Treatment Recommendations for Teenagers with Pilonidal Sinus

Not every teen will need surgery to treat a pilonidal cyst. If the sinus is not infected, it's usually sufficient to monitor the situation and hold off on treatment until an infection does arise. Some doctors may go ahead and clear any buildup out of the cavity.

Sometimes, a first-time infection will respond to a course of antibiotics. If those don't remedy the situation, the next line of defense is usually to drain the cavity, which should remove not only debris but also bacteria and pus.

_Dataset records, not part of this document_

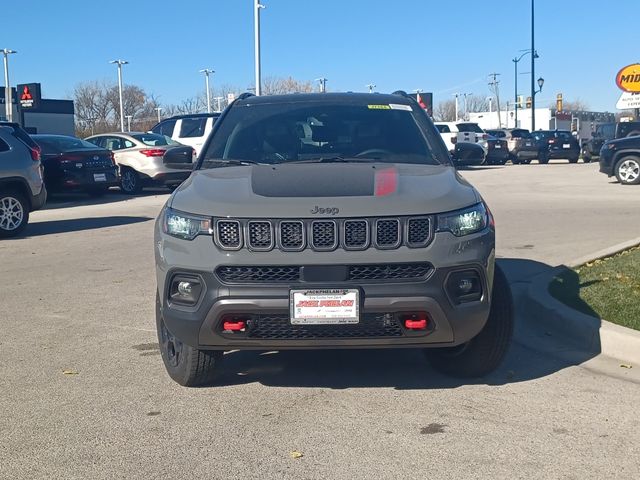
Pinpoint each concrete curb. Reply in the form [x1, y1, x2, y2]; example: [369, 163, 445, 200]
[566, 237, 640, 268]
[523, 262, 640, 367]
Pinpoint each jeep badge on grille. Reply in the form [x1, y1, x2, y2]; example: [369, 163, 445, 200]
[311, 205, 340, 215]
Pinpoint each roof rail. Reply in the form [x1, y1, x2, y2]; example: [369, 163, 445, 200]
[391, 90, 413, 98]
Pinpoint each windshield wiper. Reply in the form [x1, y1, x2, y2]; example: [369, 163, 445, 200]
[278, 155, 380, 163]
[204, 158, 265, 166]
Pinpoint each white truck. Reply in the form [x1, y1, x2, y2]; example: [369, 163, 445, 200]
[435, 122, 489, 165]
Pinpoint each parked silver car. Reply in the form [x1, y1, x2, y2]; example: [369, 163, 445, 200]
[0, 122, 47, 238]
[86, 132, 196, 195]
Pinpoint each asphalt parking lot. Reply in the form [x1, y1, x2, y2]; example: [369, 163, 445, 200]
[0, 162, 640, 479]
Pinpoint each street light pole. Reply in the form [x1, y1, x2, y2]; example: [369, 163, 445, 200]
[316, 77, 327, 93]
[200, 68, 216, 113]
[109, 60, 129, 132]
[531, 0, 536, 132]
[215, 97, 224, 112]
[0, 48, 18, 122]
[253, 0, 264, 96]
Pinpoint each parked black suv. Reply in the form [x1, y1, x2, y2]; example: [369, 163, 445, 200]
[600, 136, 640, 185]
[582, 122, 640, 163]
[533, 130, 580, 164]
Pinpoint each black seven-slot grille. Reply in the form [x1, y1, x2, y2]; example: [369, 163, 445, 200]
[216, 262, 433, 284]
[214, 216, 433, 251]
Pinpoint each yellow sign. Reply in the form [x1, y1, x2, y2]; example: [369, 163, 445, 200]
[616, 63, 640, 93]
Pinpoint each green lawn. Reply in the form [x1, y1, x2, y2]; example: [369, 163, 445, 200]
[549, 246, 640, 330]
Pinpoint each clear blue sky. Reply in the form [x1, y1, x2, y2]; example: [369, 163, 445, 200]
[0, 0, 640, 111]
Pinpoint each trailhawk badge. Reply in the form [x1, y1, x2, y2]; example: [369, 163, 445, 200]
[311, 205, 340, 215]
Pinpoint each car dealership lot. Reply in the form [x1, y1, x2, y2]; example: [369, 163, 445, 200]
[0, 161, 640, 478]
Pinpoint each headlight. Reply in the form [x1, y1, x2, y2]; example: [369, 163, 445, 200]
[438, 203, 490, 237]
[162, 208, 213, 240]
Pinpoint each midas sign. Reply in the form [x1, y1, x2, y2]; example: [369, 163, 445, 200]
[616, 63, 640, 93]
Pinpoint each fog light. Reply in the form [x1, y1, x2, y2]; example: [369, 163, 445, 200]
[178, 282, 193, 297]
[446, 270, 482, 304]
[169, 275, 203, 306]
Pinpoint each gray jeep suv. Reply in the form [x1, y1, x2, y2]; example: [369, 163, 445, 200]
[0, 122, 47, 238]
[155, 92, 513, 386]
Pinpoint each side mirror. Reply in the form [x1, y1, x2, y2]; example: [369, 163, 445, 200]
[162, 147, 195, 170]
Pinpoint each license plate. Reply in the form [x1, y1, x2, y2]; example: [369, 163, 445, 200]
[289, 289, 360, 325]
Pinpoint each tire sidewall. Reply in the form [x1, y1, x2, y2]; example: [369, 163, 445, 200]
[615, 155, 640, 185]
[0, 190, 29, 238]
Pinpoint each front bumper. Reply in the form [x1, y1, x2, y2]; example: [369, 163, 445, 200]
[156, 227, 495, 350]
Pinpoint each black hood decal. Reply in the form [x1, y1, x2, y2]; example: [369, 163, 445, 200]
[251, 163, 376, 197]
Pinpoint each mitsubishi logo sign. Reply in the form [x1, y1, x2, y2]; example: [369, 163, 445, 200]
[17, 83, 41, 109]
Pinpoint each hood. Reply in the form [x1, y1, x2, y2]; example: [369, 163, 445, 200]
[170, 163, 480, 218]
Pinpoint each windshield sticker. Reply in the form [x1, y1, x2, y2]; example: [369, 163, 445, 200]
[389, 103, 411, 112]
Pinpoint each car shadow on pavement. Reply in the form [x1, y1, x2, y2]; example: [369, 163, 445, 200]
[20, 216, 153, 240]
[212, 259, 599, 390]
[42, 188, 171, 210]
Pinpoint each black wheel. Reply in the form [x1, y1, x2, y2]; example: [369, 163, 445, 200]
[156, 294, 223, 387]
[87, 187, 109, 198]
[425, 265, 514, 378]
[0, 190, 29, 238]
[615, 155, 640, 185]
[120, 168, 142, 195]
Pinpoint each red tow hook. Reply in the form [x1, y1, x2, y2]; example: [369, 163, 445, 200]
[222, 320, 246, 332]
[404, 318, 427, 330]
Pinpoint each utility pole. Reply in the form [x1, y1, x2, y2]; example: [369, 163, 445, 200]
[489, 73, 502, 128]
[253, 0, 265, 96]
[0, 48, 18, 122]
[316, 77, 327, 93]
[462, 93, 471, 120]
[109, 60, 129, 132]
[531, 0, 536, 132]
[200, 68, 216, 113]
[215, 97, 224, 112]
[452, 93, 460, 122]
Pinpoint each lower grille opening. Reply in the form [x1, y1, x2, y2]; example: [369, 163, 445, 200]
[242, 313, 404, 340]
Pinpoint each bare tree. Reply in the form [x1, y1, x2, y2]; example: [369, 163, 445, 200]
[467, 95, 489, 112]
[262, 77, 313, 95]
[433, 100, 456, 122]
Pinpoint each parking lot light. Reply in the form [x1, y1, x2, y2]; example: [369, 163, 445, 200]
[109, 60, 129, 132]
[200, 68, 216, 113]
[0, 48, 18, 122]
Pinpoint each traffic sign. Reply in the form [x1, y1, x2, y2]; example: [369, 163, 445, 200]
[616, 92, 640, 110]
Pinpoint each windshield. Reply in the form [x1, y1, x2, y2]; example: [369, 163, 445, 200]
[457, 123, 484, 133]
[202, 102, 448, 168]
[35, 137, 100, 153]
[131, 133, 178, 147]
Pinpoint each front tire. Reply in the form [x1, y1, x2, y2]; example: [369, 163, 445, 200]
[0, 187, 29, 238]
[615, 155, 640, 185]
[156, 294, 223, 387]
[425, 265, 514, 378]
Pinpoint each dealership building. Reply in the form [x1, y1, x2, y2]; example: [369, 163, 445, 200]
[0, 83, 75, 135]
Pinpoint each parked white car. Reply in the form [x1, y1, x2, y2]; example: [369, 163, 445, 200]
[151, 113, 220, 155]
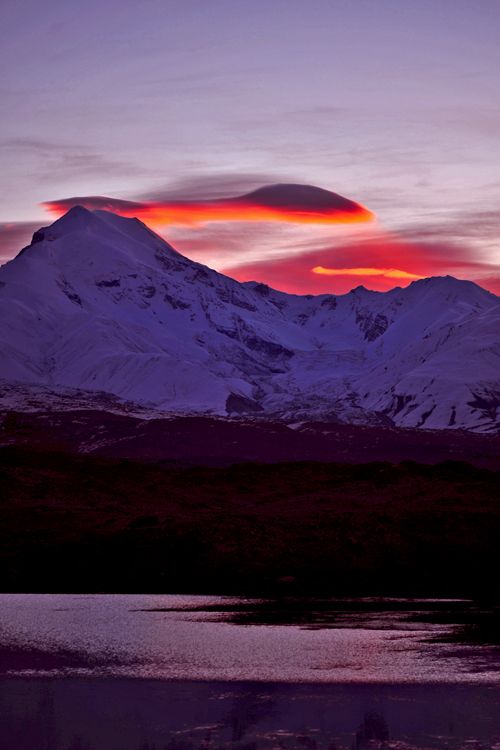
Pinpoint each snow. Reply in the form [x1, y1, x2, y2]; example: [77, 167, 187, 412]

However, recurrent pilonidal infections are usually a cause for surgical intervention. The traditional methods of surgically treating a pilonidal sinus typically involve cutting the affected tissue out of the body. The surgical wound may be left open to heal, or it may be closed.

Unfortunately, although excision can be an effective way to deal with a sinus, this procedure requires a long recovery period. The average healing time for an adolescent after such a surgery is 39 days. In cases where the wound is left open and packed, the recovery can take as long as 75 days.

An alternative option is to perform a laser procedure intended to close the sinus tract. After the doctor cleans out the sinus, he or she uses the energy of the laser to collapse the tract. This seals the tissue shut. Laser surgery can involve a significantly shorter recovery time than traditional surgeries.

After surgically treating a pilonidal sinus, you can take steps to reduce the likelihood of its return. Keeping the area clean can help. Studies have demonstrated the effectiveness of using laser hair removal on teens to keep recurrences at bay.

Pilonidal disease isn't uncommon among adolescents, but no one wants to deal with it longer than necessary. That's why minimally invasive treatments, such as laser surgery, can be the best approach to healing pilonidal cysts in teenagers. With the right treatment, teens will be able to put this uncomfortable condition behind them.